Brent crude oil, against which Nigerian oil is priced, dipped by 6 cents, or 0.08% to close at $76.87 a barrel , while U.S. West Texas Intermediate crude edged up 8 cents, or 0.11% to $73.63.

Monday marked a public holiday in the U.S. market.

On Friday Brent and WTI lost 1.4% and 3.1%, respectively.

Oil exports at major Libyan ports were halted on Monday and production curtailed across the country, six engineers told Reuters, continuing a standoff between rival political factions over control of the central bank and oil revenue.
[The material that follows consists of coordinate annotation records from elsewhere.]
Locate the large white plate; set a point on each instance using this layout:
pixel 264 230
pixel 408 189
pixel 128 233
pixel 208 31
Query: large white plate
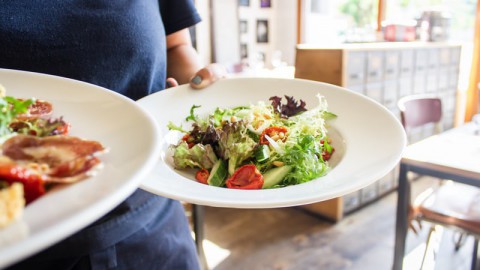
pixel 368 137
pixel 97 114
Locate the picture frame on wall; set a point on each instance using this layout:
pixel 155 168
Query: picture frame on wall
pixel 244 3
pixel 243 51
pixel 265 3
pixel 262 31
pixel 243 24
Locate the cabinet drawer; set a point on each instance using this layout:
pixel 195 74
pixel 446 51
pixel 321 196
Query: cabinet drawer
pixel 375 66
pixel 406 63
pixel 419 84
pixel 421 58
pixel 355 68
pixel 392 65
pixel 445 58
pixel 443 78
pixel 453 72
pixel 405 87
pixel 375 91
pixel 455 54
pixel 390 93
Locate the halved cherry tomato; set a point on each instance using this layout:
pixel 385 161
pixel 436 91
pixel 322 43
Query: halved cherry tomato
pixel 246 177
pixel 62 129
pixel 327 155
pixel 33 182
pixel 275 133
pixel 189 140
pixel 202 176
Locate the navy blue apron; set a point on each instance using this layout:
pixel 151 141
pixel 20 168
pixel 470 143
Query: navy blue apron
pixel 119 45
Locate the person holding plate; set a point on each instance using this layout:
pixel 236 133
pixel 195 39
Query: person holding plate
pixel 135 48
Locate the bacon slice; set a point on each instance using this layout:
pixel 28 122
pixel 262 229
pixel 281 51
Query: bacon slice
pixel 62 159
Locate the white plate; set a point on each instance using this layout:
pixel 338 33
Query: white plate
pixel 368 137
pixel 97 114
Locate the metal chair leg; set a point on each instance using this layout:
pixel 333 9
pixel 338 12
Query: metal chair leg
pixel 198 213
pixel 475 254
pixel 431 232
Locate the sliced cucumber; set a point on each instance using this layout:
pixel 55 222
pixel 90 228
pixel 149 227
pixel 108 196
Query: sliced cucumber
pixel 218 174
pixel 275 175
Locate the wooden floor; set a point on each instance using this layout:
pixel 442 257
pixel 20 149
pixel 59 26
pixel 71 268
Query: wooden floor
pixel 289 238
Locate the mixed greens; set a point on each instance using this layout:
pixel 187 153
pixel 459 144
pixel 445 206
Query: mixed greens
pixel 263 145
pixel 10 107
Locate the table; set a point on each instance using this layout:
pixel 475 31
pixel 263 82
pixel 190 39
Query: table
pixel 453 155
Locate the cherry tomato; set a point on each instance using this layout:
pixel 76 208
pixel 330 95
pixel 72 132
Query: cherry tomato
pixel 246 177
pixel 33 182
pixel 62 129
pixel 275 133
pixel 202 176
pixel 326 155
pixel 189 140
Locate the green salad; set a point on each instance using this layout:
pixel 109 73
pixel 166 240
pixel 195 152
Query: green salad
pixel 269 144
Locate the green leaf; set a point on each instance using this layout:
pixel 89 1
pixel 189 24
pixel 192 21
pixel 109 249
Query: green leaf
pixel 192 115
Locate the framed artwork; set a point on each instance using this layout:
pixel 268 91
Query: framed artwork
pixel 243 24
pixel 243 51
pixel 262 31
pixel 265 3
pixel 244 3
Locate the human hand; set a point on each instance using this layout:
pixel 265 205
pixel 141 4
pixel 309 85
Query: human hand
pixel 204 77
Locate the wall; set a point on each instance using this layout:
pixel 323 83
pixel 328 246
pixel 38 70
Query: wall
pixel 220 37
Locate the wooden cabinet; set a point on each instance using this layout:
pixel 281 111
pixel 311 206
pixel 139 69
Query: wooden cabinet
pixel 384 72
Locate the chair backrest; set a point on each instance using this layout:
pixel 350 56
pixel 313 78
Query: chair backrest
pixel 419 110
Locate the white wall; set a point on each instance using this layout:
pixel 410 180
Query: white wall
pixel 282 21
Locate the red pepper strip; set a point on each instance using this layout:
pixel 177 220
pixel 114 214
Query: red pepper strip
pixel 33 182
pixel 272 132
pixel 246 177
pixel 202 176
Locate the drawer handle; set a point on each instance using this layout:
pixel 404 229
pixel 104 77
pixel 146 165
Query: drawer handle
pixel 356 76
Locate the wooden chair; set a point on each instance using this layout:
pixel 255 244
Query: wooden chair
pixel 451 205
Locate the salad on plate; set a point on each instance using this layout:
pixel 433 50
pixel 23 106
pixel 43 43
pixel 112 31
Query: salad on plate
pixel 270 144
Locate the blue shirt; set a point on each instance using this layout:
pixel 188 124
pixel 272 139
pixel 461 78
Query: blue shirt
pixel 120 45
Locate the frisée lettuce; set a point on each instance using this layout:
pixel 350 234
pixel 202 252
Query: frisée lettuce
pixel 255 139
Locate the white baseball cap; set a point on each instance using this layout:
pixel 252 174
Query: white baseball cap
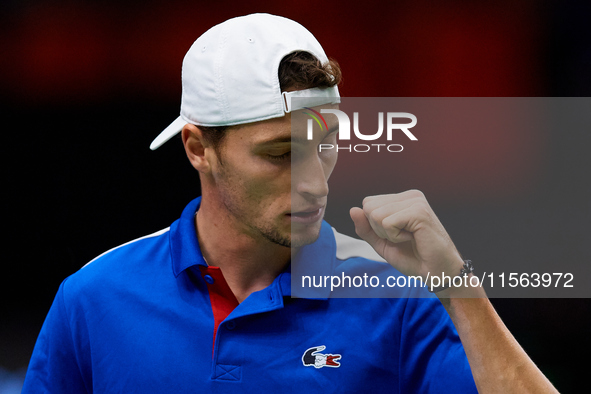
pixel 230 74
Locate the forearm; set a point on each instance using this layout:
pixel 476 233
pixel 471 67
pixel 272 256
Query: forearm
pixel 498 363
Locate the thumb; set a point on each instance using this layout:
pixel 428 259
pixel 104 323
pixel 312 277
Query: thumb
pixel 362 226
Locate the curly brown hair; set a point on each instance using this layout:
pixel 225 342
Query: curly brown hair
pixel 297 71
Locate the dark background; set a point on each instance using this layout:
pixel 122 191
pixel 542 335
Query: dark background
pixel 86 85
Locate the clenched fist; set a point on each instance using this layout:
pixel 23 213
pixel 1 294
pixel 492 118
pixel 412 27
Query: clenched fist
pixel 404 230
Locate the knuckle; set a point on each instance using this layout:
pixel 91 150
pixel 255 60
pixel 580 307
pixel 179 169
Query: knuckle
pixel 415 193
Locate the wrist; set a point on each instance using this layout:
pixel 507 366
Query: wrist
pixel 459 277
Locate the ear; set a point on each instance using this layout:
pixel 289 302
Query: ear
pixel 195 147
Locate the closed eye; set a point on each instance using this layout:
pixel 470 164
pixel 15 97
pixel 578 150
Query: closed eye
pixel 282 157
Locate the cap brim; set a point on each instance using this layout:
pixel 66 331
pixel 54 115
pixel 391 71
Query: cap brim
pixel 173 129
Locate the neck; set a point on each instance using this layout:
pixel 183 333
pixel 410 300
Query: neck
pixel 248 263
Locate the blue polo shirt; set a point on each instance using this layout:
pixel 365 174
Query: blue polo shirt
pixel 151 317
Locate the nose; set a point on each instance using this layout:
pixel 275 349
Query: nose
pixel 310 177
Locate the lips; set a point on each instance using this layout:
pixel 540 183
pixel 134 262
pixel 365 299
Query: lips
pixel 307 216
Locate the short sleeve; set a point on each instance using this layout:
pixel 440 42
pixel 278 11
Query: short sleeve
pixel 55 364
pixel 432 358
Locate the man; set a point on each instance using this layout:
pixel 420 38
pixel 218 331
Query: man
pixel 205 306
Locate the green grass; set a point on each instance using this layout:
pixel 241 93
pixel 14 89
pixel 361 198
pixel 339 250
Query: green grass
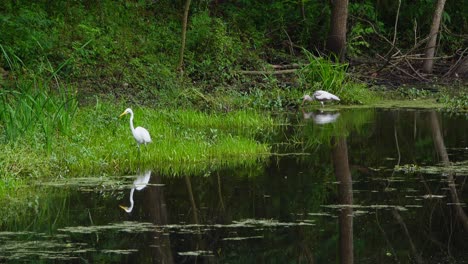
pixel 184 141
pixel 322 73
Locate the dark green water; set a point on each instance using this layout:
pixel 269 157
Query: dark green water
pixel 374 186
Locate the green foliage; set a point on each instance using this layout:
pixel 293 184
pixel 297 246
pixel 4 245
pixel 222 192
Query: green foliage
pixel 414 93
pixel 360 17
pixel 324 72
pixel 457 103
pixel 210 51
pixel 184 141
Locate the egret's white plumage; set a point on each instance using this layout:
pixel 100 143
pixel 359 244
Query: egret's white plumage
pixel 321 96
pixel 139 184
pixel 140 134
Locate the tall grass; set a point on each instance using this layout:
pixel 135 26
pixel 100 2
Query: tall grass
pixel 35 105
pixel 325 74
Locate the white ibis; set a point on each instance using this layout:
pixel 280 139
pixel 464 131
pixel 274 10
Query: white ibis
pixel 321 96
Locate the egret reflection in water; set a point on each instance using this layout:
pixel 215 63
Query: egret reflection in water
pixel 321 117
pixel 139 184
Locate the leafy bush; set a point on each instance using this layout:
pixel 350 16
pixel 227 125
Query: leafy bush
pixel 210 50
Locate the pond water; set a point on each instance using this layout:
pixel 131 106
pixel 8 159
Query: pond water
pixel 355 186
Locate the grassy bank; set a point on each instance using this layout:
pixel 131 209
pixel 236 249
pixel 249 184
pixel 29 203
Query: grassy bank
pixel 184 142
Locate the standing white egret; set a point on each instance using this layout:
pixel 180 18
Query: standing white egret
pixel 321 96
pixel 140 134
pixel 139 184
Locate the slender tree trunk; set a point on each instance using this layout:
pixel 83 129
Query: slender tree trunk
pixel 431 44
pixel 180 67
pixel 336 41
pixel 345 198
pixel 444 158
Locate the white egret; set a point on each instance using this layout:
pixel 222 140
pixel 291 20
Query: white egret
pixel 139 184
pixel 140 134
pixel 321 96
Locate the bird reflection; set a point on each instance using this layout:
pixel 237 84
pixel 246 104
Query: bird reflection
pixel 139 184
pixel 321 117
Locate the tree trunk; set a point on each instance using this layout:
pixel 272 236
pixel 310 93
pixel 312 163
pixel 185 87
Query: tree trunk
pixel 431 44
pixel 184 33
pixel 345 198
pixel 336 41
pixel 444 158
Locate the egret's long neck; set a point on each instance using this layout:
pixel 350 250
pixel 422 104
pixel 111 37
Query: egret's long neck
pixel 129 209
pixel 131 121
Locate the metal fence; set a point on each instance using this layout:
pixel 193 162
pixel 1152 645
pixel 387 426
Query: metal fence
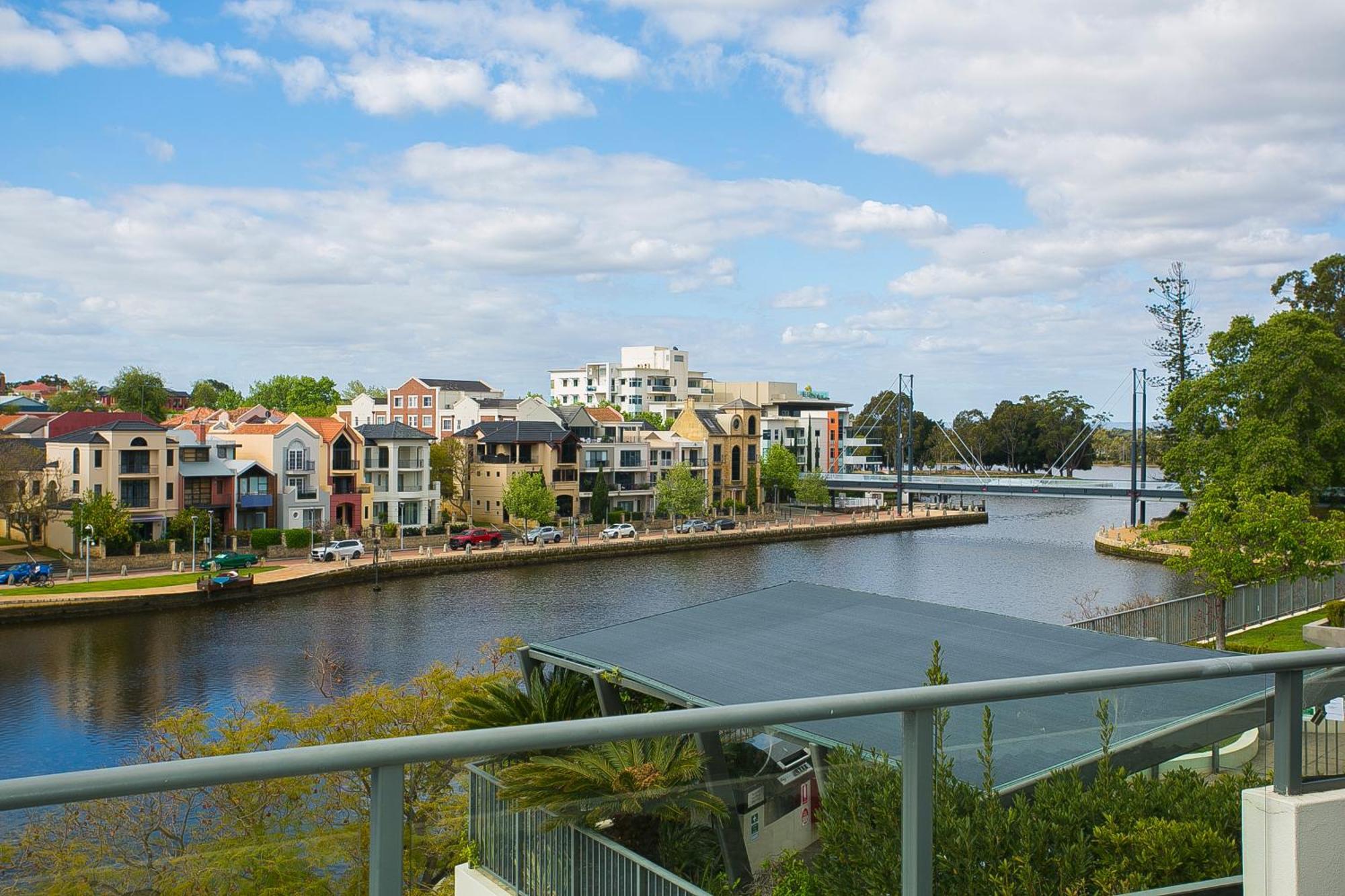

Libya’s Arabian Gulf Oil Company resumed output of around 120,000 barrels per day (bpd) on Sunday, to feed a power plant at the port of Hariga.

“The current disturbances in Libya’s oil production could provide room for added supply from OPEC+. But these fluctuations have become quite normal over the last few years, meaning any outages will probably be shortlived; with the news flow indicating signals for a restart of production have already been given,” said Bjarne Schieldrop, chief commodity analyst at SEB.

The Organization of the Petroleum Exporting Countries (OPEC) and its allies, together known as OPEC+, is set to proceed with planned increases to oil output from October, six sources from the producer group told Reuters.

Eight OPEC+ members are scheduled to boost output by 180,000 barrels per day (bpd) in October as part of a plan to begin unwinding their most recent supply cuts of 2.2 million bpd while keeping other cuts in place until the end of 2025.

Both Brent and WTI have posted losses for two consecutive months as U.S. and Chinese demand concerns have outweighed recent disruptions in Libya and supply risk related to conflict in the Middle East.

More pessimism about Chinese demand growth surfaced after an official survey showed on Saturday that manufacturing activity sank to a six-month low in August as factory gate prices tumbled and owners struggled for orders.

“The softer-than-expected China PMI released over the weekend heightens concerns that the Chinese economy will miss growth targets,” IG market analyst Tony Sycamore said.

In the U.S., oil consumption in June dropped to seasonal lows last registered during the COVID-19 pandemic in 2020, Energy Information Administration data showed on Friday.